Groups of national militia (police) were formed. The defence was led by Vardan with his 150 volunteers. They secured positions on the top of the Tshakats Kerts, in Yerevan Gates, Mirzabek’s Gardeons, opposite Geovhar Agha’s house (the mansion of Melik-Shahnazar), in the Kamu Mill, Ghumlugh, Aguletsots Church. On August eight clashes occured between the highland nomands and the Armenians in the Vank village. The Aghdam valley looked like a boiling pan. The Aghdam landowner Jafar-Bek Vezirov came to Shushi to organize an attack on Shushi. The issue of the Baku newspaper “Caspian” published a telegram from Shushi; “At 3 a m three Armenians in large shoes and bushy hats have cut a Muslim into pieces and run away”. This report arouse a new wave of excitement in Shushi. The Tatar judge Luniakin was killed as a result of a debate among the Muslims. The Armenian traders were fired on in Meidan (Sheitan bazear). A circle of violence was set in motion. The Topkhana Armenians attacked the Turks of the neighbouring districts. The Armenians left the Turkish districts and vice versa. The town was divided into two fighting parties.

Besides A.O. full coverage of Karabakh events were given by Aramais- Missak Ter-Danielian8, Michael Vardanian9, as well as by the Armenian and Russian press of the time.
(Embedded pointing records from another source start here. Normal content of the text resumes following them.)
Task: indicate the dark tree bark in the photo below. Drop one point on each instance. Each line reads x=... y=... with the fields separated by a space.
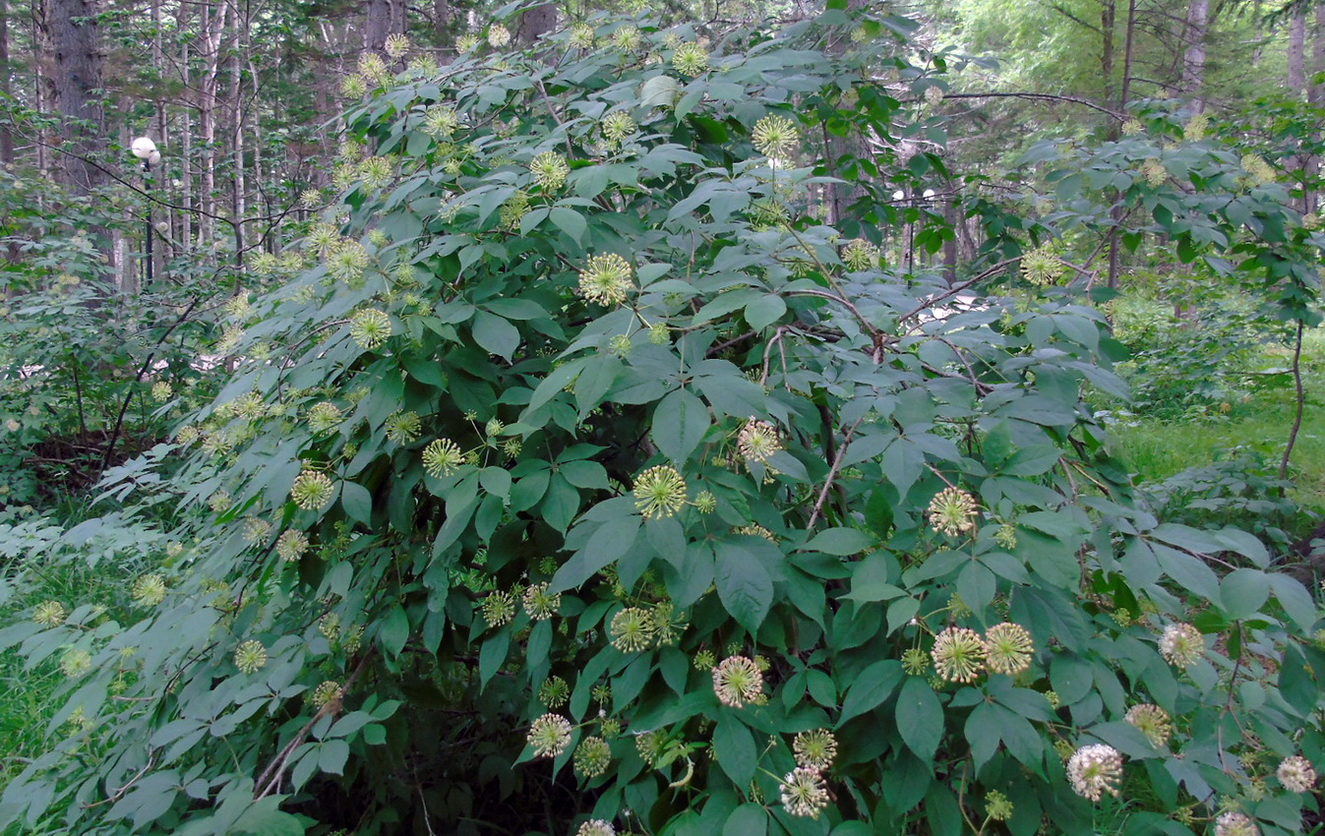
x=1116 y=213
x=1194 y=58
x=380 y=20
x=68 y=31
x=5 y=88
x=535 y=23
x=1297 y=52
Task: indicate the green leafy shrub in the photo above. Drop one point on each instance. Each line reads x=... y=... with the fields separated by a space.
x=591 y=484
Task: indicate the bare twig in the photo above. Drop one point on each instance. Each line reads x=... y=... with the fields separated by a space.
x=832 y=472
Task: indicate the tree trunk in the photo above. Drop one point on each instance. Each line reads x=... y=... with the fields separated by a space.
x=69 y=36
x=1315 y=92
x=1108 y=19
x=1194 y=60
x=1116 y=213
x=5 y=88
x=1297 y=52
x=535 y=23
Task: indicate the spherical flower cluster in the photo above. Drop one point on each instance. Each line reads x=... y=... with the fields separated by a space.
x=554 y=692
x=616 y=126
x=1296 y=774
x=74 y=663
x=441 y=457
x=353 y=86
x=498 y=36
x=323 y=416
x=606 y=280
x=1008 y=648
x=251 y=656
x=626 y=37
x=549 y=735
x=549 y=170
x=149 y=591
x=292 y=545
x=312 y=490
x=815 y=750
x=220 y=501
x=1152 y=721
x=330 y=627
x=1182 y=645
x=757 y=530
x=705 y=502
x=690 y=58
x=49 y=614
x=914 y=661
x=1095 y=770
x=775 y=135
x=953 y=512
x=1154 y=172
x=370 y=329
x=512 y=211
x=592 y=757
x=440 y=121
x=403 y=427
x=396 y=45
x=997 y=806
x=325 y=693
x=498 y=608
x=256 y=529
x=539 y=603
x=659 y=492
x=347 y=261
x=632 y=629
x=1258 y=168
x=1040 y=266
x=803 y=792
x=860 y=255
x=958 y=655
x=758 y=440
x=581 y=36
x=737 y=681
x=1234 y=823
x=372 y=68
x=353 y=639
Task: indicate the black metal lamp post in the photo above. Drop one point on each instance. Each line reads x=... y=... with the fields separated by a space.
x=146 y=150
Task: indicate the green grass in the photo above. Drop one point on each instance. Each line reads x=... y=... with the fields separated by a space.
x=1156 y=449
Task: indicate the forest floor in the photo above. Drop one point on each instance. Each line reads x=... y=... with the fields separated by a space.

The Russian garrison was the quiet spectator of the events. The Vice Governor Baranovski arrived in Shushi accompanied by 200 Cossacks. But they didn’t do anything to establish order in the town. The factory of Tamirian in downtown Shushi, near the Pekhi spring and Davit Nersissian in Ghaibalu were burnt by the Tatars. The Armenian reaction came quickly. All the Tatar houses near the Yerevanian Gates were burnt. Bread and other foods were brought to Shushi on carriages through the Yerlakh station. The carriages belonged to the Tatars of the Malibeklu village. Now, instead of providing the town with products, they carried everything into their village. They subdued the Armenians also by blocking up the Gorris route. The Armenians had to counteract. They held the approach roads from the Askeran fortress and Berdadzor. They also blocked up the route of Lachin. Thanks to their position in the top of the town and to their preperations, they emerged victorious after five days of fighting. The Tatars of the town were deprived of their bread and other products. The Aghdam brigade of Tatars had reached to the Aguletsots Church, on one side, and to the Kamu Mill positions on the other. The Armenians retreated deep in their district. Baranovski persuaded the Armenians to cease firing. Encouraged by the ceasefire the Tatars immediately attacked the Armenian positions. They burnt a house near the Church. The wind blew and the fire spread all over the Armenian district. Two large Armenian districts with four hundred houses, encircled by the Armenian market (Topkhana), the Theatre, Aguletsots Church and the Post street were burnt. The fire spread lower and lower and reached the Gianja Gates. The famous Armenian actor, eye-witness Vagharsh Vagharshian later wrote, “I saw how the building of the “Khandamirian” theatre caught the huge flames of fire from a neighbouring house, the roof became the prey of the flames and soon the whole building was in fire.”11

The leaders of the Armenian and Tatar communities soon applied to the fighting parties with a statement, but without any result. On August 19, the attacks broke out with special ferocity. The Tatars, trying to take the Armenian positions, burnt the Aguletsots Church’s eastern gates and securing positions there, guarded the two streets leading to the Church. The Armenians continued to hold their ground. An Armenian soldier managed to enter the territory of the Church and throw a bomb. The huge explosion frightened the Turks, leaving their positions they retreated. On August 20 the Tatars launched a decisive attack on the Armenian district, intending to take it and drive out the inhabitants.